Raid 5 'at risk'

Dear All, I’m hoping someone can help me.

I have a file server in our small office which I set up with Windows Server 2019 essentials. I repurposed a small old intel 3rd gen machine by putting 5 ssds in it. One ssd is for boot, the other 4 were set up as a software raid 5 ReFS using disk manager in windows. It keeps database data for clients’ financial files which computers on the network can access.

I have an UPS connected to it, which showed as healthy through the software and is only a year and a half old, with load only around 10%, however we had a power outage in the area and generally unstable electricity for a few days here and the UPS didn’t keep the computer on long enough for a graceful shutdown; only a few seconds and off. This unfortunately happened a few times with the electricity here.

When I’ve checked the disks in disk manager, it first showed the disks resynching as expected. However after some time, it stopped with errors and then with the message on the array as ‘at risk’. One of the disks has an exclamation mark next to it, and when I went to reactivate to try to resynch, after some time I get the same error. A restart did not help.

I’ve checked event viewer and under windows logs → system, there are multiple error entries with the description: The device, \Device\Harddisk3\DR3, has a bad block. Also, on the regular backup of data from the array to the NAS, windows backup gives an error for one file with the description: Error in backup of Z:\Data\Sage Data\Payroll\Company_049\ARCHIVE\W19072020_16-13-36.001 during read: Error [0x80070017] Data error (cyclic redundancy check).

My question is if I bring this disk 3 ‘offline’ through disk manager, wipe it, check disk it to ‘repair’ the bad blocks, and then reassociate it with the raid5 array, can this work? Is this a viable solution?
In the meantime, I have ordered a couple of more SSDs to arrive tomorrow so I can add it to the system if it needs replacing.

Should I be doing anything else? My data does have a backup, but I’d rather not have to wipe everything and restore if I can possibly help it.

Many thanks for the time of anybody who reads and replies.

It certainly sounds like the disk is bad. Sadly I don’t have any experience with ReFS to be able to help you with anyhting particular to ReFS, so I will be speaking in general terms only.

Is the ReFS pool telling you it has dropped the drive, or is it still connected, but just reporting a bad CRC check?

If it is Raid 5, you should be able to survive a single drive failure, though if it is telling you it is at risk, you may already have a failed drive, so the rest of your data no longer has any redundant copies in the pool, so if anything else goes wrong, you have nothing to protect you, and if there are any bad sectors on the rest of the drives, you will not catch any bit rot that may have occurred when you rebuild it with a new drive.

This is why most have recommended against RAID5 since ~2009 or so. It’s better to step it up to RAID6, so you still have some redundancy during the rebuild if a drive fails.

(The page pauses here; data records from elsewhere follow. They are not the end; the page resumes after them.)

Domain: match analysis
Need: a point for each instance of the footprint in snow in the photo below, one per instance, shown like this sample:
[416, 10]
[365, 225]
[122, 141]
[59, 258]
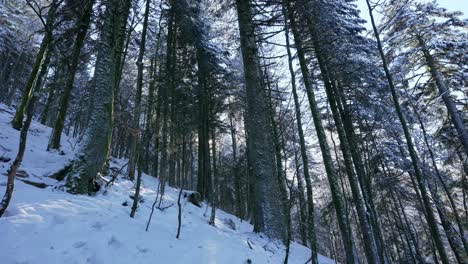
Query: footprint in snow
[97, 226]
[114, 242]
[79, 244]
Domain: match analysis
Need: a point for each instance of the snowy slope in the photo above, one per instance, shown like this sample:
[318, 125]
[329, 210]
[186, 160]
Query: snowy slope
[52, 226]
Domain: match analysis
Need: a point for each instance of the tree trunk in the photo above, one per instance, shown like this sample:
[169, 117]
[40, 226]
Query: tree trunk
[136, 114]
[413, 155]
[95, 148]
[325, 149]
[305, 160]
[268, 215]
[83, 25]
[46, 41]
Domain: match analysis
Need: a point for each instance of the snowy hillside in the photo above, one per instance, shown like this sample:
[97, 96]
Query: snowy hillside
[46, 225]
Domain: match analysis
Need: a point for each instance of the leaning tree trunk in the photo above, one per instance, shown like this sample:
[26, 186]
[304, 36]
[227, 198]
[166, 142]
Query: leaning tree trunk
[268, 215]
[17, 121]
[19, 156]
[95, 147]
[54, 142]
[431, 220]
[136, 114]
[324, 147]
[445, 94]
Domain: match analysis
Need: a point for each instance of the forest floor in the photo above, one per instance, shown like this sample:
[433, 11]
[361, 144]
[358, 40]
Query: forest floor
[48, 225]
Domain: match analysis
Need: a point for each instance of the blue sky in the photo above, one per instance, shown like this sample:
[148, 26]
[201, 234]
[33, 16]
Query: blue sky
[452, 5]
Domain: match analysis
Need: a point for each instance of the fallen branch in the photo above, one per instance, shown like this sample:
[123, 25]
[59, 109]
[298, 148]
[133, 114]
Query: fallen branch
[115, 174]
[165, 207]
[152, 207]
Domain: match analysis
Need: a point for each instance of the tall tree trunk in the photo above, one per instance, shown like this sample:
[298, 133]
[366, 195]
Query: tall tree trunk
[413, 155]
[136, 114]
[305, 160]
[83, 25]
[268, 215]
[95, 148]
[19, 156]
[17, 121]
[346, 234]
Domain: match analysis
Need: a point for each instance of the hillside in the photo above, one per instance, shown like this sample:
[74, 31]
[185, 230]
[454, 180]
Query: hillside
[47, 225]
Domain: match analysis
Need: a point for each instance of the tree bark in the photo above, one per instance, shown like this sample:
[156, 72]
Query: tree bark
[269, 217]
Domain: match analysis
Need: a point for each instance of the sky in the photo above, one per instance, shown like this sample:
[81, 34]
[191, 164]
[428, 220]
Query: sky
[451, 5]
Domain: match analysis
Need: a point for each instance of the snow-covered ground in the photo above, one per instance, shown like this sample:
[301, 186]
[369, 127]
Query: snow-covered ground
[51, 226]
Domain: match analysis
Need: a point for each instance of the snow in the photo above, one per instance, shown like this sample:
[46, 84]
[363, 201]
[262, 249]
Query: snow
[52, 226]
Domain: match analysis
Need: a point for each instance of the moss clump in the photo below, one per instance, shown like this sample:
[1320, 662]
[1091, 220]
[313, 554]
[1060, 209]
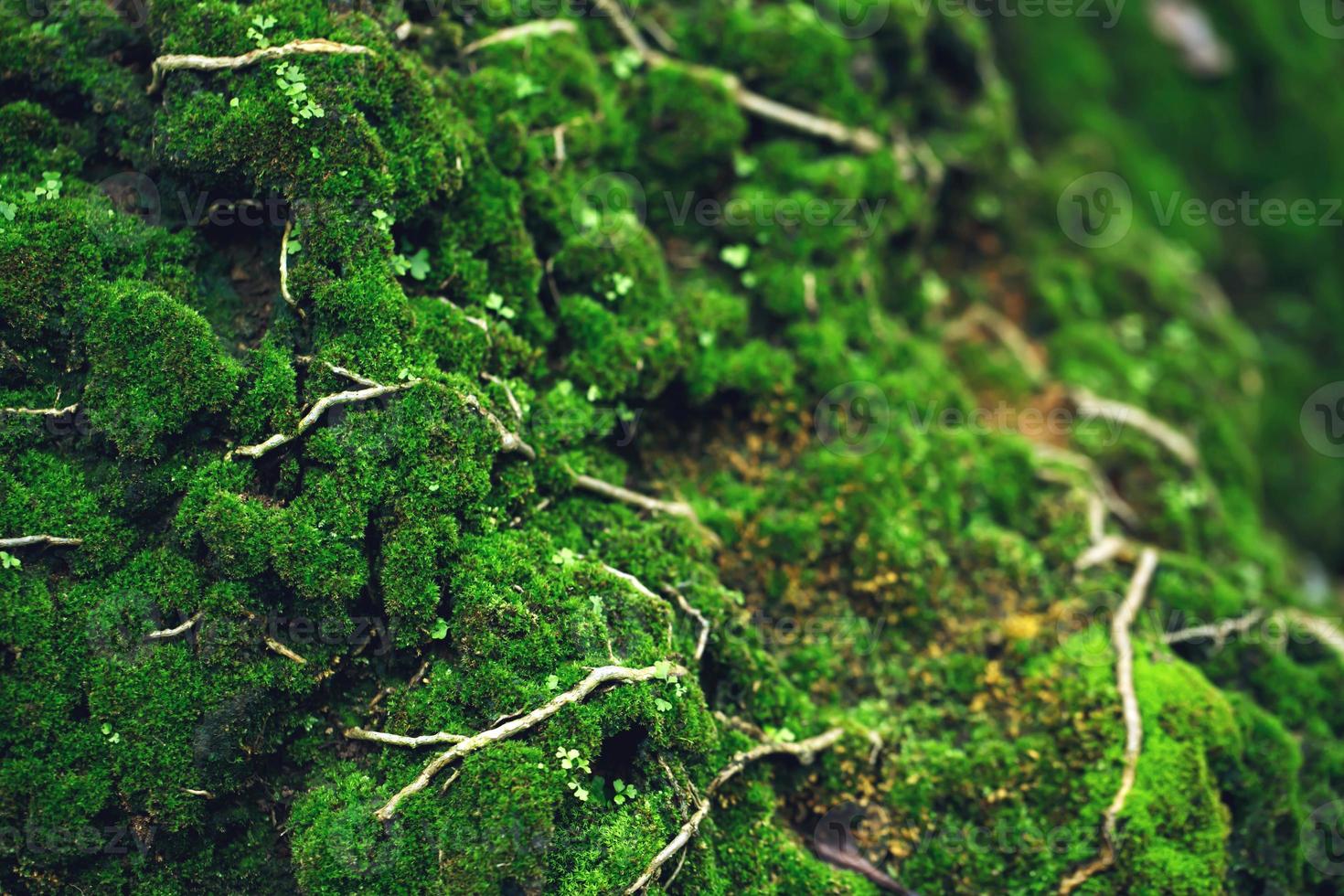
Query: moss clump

Here are my thoughts (keeping in mind that I have zero ReFS experience. I usually use ZFS.)

If the drive is still actively part of the storage pool, you might still be protected from bad sectors. As soon as you remove a drive, the rest of the drives will still retain data, but now you lack the checksum data, so there is no redundancy.

If this data is important (and financial files/databases do sound like they are) I’d try to make a new back up the data before you take any drives offline just to make sure you have a current one. That way you will likely still have checksum data to catch any flipped bits. Back it up to something with redundancy. Even if it is just a two-way mirror using hard drives for now.

Then start trouble shooting the drive.

It’s always better to have a backup, and hope you don’t need it.

Otherwise what you are proposing seems reasonable, to detach the drive from the pool, check it, and if good re-connect it, but I am guessing it is on its way out. I’m actually a little surprised, as SSD’s in my experience usually fail hard when they fail, they usually don’t just have random bad blocks. That’s more hard drive-like behavior.

All of this said, if you do this when you do rebuild the pool by adding the drive back in, you are still going to run the risk of flipped bits becoming permanent, as there are no checksums left.

Your best option may be to try to just replace the drive directly with one of those new drives you bought without first removing and troubleshooting it (I don’t know how ReFS does this, but on ZFS this is trivial, and your redundancies will be mostly intact during the rebuild process)

Then you can troubleshoot the removed drive, and if it is good, either replace ti back in again, OR just keep it as a spare.

Have these drives seen a lot of writes? Is it possible you have used up your NAND write cycles?

If this were my data, I’d probably replace this storage pool with RAID6 going forward, so you can still have redundancy data even if you have a drive fail, so you are protected during the rebuild process. But that is just me. I’m a little paranoid like that. Yes, I do have backups as well, but they are a pain to go back to, and can require downtime.